Cox, who is a graduate student working on his PhD in computer science, says he developed the scatter plot with a visualization tool in mind. “Most of the bioinformatics algorithms take a statistical approach and analyze DNA sequences statistically, looking for matches that are, from a statistical perspective, not random,” he says. “What I wanted to do was to actually be able to see the matches in some fashion, and in looking at the techniques that were currently available, I didn’t find any that were particularly good at it.”

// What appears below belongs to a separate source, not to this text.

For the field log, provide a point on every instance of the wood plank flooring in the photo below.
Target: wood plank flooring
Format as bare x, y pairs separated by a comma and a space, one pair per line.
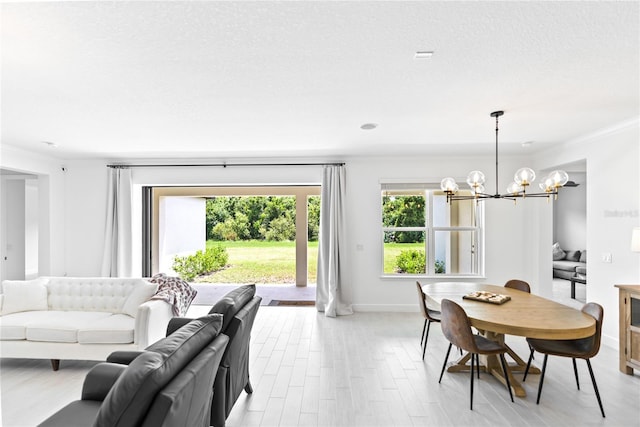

His technique starts out similar to Blast, he says, in that it takes the sequence at hand and breaks it up into small words. Whereas Blast computationally plugs those words into a database to find similar matches, his method simply maps the words. In his case those words are 3-mers that correspond to one of 64 possible choices because there are 64 possible combinations of three nucleotides. Each 3-mer is represented as a point on the scatter plot, zero through 63, with that number serving as the y-coordinate. The x-axis is the order that the 3-mer appears in the genetic sequence. Cox designed the symbolic scatter plot so that those 3-mers that correspond to the same amino acid are adjacent to each another.
What initially struck him when he first did it on various plots of the human genome were the variable and interesting patterns he saw. “What I’m doing now is to look at those patterns and try to understand a little bit as to what they mean,” Cox says. “Are they important biologically and, if so, what do they mean?”
He says that the scatter plot is basically a research tool, and won’t replace currently available software simply because there is a limit to visualization. “For example, if you’re comparing two sequences from two distantly related organisms, then the nucleotides might not match at all and in that case, you have to rely on some sort of assumptions about how frequently the nucleotides mutate and how frequently insertions and deletions occur in order to come to some conclusions,” Cox says. “Visualization is not going to help that.”